Spain: Housing prices in freefall
Posted by admin May 07, 2008
Citing El Pais, Expatica.com’s Spanish division notes the ongoing troubles in Spain’s housing market:
The acute shrinkage of the residential construction industry in Spain, and the credit crisis, are the principal forces behind the intense deceleration of the Spanish economy and the corresponding rise in unemployment. Daily statistics and predictions from international institutions confirm that the housing market is going through a profound adjustment, and there now only remains a certain degree of controversy about the speed and intensity of this adjustment.
On Monday the European Commission reduced its forecasts for Spanish growth this year and in 2009 to 2.2 percent and 1.8 percent respectively, against the 2.3 percent announced by Pedro Solbes for both years - due precisely to the freefall of housing prices in recent months. This forecast is considerably more pessimistic than that of the Spanish Economy Ministry.
Joaquín Almunia, the European Economy Commissioner, calculates that activity in the Spanish real estate sector will diminish by as much as a third during the next three years, and that this process will raise the unemployment rate to 10.6 percent in 2009.

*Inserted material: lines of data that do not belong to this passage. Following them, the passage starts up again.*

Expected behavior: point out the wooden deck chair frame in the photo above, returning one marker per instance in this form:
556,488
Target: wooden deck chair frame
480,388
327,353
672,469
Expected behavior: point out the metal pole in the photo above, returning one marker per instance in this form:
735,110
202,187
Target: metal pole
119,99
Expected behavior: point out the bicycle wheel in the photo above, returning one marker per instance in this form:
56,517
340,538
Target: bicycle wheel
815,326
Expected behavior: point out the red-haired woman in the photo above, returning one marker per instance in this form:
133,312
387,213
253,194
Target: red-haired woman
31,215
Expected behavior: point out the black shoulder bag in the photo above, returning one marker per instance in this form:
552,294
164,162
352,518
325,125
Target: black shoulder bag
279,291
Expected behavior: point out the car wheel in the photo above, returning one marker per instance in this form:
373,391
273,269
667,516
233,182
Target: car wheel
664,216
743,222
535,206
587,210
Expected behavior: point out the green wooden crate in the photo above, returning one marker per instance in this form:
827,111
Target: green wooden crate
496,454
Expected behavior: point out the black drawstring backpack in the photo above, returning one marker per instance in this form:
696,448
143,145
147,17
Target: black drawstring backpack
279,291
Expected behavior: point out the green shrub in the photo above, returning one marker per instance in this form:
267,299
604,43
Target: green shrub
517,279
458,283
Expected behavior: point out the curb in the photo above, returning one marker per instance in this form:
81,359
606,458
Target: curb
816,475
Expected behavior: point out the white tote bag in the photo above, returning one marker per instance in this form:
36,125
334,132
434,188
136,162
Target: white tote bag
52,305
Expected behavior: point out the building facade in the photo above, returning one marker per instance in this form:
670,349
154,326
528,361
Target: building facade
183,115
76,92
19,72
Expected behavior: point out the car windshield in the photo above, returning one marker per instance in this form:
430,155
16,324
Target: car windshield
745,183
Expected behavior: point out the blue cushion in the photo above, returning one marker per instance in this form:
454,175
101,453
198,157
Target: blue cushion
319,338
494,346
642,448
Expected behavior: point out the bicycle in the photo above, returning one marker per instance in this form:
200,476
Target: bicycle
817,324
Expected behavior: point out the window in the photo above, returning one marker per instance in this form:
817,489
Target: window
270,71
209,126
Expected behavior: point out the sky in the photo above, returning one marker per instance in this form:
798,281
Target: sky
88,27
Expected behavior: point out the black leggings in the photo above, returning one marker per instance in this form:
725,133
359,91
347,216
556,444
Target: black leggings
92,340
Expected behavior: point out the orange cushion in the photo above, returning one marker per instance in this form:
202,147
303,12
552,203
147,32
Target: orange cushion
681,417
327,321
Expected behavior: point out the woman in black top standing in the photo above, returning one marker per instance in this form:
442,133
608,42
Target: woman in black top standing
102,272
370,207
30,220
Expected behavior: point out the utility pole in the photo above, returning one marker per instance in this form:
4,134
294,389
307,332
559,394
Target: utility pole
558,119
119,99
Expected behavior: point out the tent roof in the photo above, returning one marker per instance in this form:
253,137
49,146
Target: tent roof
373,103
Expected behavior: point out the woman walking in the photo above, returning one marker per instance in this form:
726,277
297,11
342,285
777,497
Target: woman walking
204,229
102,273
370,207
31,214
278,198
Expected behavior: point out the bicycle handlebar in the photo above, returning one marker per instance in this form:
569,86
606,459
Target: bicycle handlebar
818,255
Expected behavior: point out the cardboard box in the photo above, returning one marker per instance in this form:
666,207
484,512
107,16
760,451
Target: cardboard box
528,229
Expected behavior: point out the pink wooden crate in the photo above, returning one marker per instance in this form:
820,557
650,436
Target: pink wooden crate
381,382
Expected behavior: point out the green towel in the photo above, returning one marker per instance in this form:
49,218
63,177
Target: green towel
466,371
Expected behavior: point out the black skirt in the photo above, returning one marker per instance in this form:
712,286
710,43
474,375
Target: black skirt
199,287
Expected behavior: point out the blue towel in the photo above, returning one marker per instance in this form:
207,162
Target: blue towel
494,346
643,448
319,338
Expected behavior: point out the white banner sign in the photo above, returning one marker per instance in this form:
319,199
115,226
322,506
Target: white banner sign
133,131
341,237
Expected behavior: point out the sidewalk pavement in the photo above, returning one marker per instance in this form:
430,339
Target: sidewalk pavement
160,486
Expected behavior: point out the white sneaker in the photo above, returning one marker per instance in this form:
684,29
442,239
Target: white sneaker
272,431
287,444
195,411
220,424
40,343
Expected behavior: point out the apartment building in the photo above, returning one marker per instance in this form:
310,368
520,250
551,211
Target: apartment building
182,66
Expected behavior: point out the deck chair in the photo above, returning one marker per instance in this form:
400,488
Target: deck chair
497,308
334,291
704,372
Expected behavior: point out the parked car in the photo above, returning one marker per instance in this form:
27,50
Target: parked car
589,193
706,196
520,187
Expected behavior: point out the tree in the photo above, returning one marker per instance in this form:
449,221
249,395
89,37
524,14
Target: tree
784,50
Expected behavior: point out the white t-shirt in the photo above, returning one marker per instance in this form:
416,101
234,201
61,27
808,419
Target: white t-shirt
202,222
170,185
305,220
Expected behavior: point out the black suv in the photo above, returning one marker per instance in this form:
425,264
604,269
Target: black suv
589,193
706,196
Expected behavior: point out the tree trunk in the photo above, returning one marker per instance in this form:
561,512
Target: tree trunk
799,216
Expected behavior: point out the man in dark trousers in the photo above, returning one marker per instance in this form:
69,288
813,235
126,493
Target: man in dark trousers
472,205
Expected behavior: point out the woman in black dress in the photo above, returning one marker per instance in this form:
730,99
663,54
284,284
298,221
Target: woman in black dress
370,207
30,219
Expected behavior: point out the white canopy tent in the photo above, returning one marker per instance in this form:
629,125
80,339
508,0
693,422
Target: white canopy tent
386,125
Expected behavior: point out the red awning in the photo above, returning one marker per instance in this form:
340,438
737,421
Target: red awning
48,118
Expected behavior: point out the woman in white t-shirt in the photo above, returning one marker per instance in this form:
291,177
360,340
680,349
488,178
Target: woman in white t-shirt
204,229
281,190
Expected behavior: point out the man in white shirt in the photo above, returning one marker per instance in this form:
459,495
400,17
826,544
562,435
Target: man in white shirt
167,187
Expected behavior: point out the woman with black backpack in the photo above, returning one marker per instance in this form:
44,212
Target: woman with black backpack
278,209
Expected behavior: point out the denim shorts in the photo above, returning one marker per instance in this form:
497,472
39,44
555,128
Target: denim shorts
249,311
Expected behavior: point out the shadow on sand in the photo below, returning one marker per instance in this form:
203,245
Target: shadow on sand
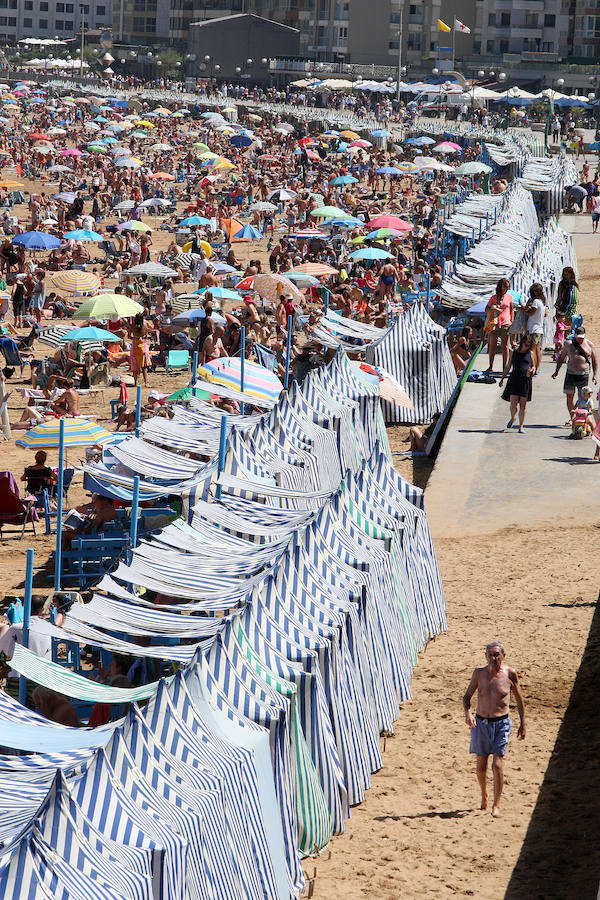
560,857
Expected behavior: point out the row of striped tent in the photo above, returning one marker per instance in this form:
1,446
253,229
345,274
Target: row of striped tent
297,603
415,352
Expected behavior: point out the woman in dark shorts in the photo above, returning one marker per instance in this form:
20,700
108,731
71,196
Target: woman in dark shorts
18,301
518,388
580,355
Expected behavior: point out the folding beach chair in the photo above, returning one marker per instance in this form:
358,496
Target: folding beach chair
177,361
14,511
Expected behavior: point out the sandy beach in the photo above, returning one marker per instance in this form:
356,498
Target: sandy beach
419,833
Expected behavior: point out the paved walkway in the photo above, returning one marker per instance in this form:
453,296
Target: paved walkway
487,478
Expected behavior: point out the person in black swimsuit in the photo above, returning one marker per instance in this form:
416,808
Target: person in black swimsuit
518,388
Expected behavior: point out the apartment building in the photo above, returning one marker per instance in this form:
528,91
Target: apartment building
52,18
530,30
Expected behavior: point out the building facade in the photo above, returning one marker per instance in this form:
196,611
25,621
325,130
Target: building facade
238,46
55,19
527,30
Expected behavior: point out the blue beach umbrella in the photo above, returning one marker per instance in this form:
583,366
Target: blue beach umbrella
89,333
248,231
370,253
81,234
344,179
37,240
195,220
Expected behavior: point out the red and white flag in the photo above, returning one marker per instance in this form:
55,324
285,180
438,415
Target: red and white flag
460,26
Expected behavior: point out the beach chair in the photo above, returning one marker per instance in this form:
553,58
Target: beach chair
14,511
177,361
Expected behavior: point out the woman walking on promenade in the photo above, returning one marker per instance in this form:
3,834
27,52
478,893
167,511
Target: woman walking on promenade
518,388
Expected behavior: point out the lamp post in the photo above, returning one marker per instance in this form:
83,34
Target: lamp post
560,82
400,69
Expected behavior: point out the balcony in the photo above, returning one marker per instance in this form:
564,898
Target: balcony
539,56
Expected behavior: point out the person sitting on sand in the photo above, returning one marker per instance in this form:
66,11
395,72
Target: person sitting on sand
419,439
67,404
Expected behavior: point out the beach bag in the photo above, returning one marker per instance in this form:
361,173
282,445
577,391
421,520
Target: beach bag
519,324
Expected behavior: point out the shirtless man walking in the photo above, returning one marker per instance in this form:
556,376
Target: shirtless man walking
490,726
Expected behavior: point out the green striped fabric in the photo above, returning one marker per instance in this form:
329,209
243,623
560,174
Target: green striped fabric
313,821
69,683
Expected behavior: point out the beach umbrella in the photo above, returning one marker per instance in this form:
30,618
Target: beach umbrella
301,278
394,222
189,317
422,141
219,293
447,147
75,282
153,269
328,212
473,168
134,225
248,233
370,253
344,179
241,140
89,333
37,240
280,195
380,234
195,220
106,306
81,234
258,381
271,287
408,168
78,432
315,269
263,206
154,201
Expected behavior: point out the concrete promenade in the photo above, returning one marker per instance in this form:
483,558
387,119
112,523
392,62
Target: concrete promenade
487,478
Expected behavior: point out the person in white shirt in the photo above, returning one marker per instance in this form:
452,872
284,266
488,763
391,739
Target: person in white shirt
536,312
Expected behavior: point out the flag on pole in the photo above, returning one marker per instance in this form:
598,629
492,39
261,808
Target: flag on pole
460,26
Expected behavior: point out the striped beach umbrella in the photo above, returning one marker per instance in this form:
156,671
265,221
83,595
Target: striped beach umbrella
258,381
75,282
106,305
79,432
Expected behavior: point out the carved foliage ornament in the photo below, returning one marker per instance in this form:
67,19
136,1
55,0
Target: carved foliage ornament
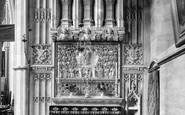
133,54
42,54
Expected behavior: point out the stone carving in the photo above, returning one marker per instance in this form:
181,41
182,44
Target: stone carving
69,71
42,77
88,34
106,65
88,8
153,93
137,69
110,21
133,54
42,15
42,54
66,13
87,101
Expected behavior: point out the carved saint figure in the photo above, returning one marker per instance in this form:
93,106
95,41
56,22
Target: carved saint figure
109,34
64,35
87,35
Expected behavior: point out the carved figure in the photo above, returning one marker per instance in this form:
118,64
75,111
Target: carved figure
87,35
109,34
63,35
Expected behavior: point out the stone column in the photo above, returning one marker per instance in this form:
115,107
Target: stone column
36,28
99,13
77,12
66,13
88,6
49,4
42,21
120,22
109,21
1,45
21,81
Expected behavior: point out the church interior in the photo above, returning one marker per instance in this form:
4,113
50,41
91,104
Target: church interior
92,57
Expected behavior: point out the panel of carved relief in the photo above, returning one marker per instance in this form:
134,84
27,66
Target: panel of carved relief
133,83
42,54
41,91
69,76
133,54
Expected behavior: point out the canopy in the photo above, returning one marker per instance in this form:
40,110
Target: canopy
7,33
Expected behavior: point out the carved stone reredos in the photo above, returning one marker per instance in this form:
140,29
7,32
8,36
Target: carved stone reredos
88,34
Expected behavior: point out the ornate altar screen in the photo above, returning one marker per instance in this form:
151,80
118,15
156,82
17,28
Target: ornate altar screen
88,82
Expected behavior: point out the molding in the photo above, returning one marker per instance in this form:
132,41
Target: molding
25,67
171,56
82,100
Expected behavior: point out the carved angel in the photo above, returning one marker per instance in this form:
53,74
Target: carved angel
87,35
109,34
87,58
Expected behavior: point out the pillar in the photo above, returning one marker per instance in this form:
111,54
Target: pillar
66,13
77,12
20,69
110,21
120,22
99,15
88,6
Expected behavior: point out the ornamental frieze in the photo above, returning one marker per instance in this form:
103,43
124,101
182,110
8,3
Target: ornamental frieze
88,34
42,55
133,54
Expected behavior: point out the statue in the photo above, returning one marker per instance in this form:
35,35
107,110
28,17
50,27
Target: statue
63,35
87,35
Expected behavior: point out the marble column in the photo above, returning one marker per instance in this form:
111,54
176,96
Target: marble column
110,21
119,10
1,45
66,13
77,12
36,35
42,21
49,4
21,81
99,13
88,7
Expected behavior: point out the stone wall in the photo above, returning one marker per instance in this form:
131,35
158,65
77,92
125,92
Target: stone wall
161,27
172,92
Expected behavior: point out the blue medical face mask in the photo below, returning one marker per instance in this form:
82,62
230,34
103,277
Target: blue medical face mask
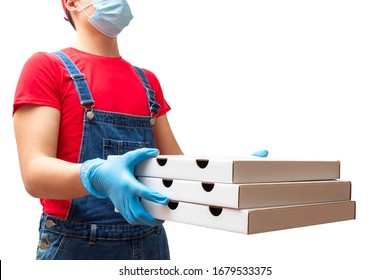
111,16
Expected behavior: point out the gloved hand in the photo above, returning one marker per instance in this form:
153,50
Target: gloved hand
115,179
260,153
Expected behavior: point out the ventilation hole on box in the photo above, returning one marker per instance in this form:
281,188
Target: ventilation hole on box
173,205
162,161
215,211
167,182
202,163
208,187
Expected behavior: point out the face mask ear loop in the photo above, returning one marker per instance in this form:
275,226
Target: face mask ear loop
83,8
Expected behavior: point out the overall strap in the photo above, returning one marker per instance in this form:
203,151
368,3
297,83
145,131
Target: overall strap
153,105
78,79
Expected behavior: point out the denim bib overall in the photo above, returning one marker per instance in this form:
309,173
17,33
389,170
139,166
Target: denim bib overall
93,229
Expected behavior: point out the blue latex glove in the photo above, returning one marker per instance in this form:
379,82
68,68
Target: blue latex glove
115,179
260,153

Almunia’s predictions are founded on reasonable arguments, and seem a logical consequence of the sharp shrinkage of an activity that, during the last eight years, has significantly contributed to growth and employment in Spain. But they express only one of the possible courses the deceleration may take.The unforeseen rapidity with which the Spanish housing market is falling seems to indicate that it may well bottom out earlier than the most pessimistic forecasts say it will. And while this circumstance will not spare the Spanish economy a high cost in terms of employment, it does hold out some hope for a moderate recovery of growth by the middle of 2009.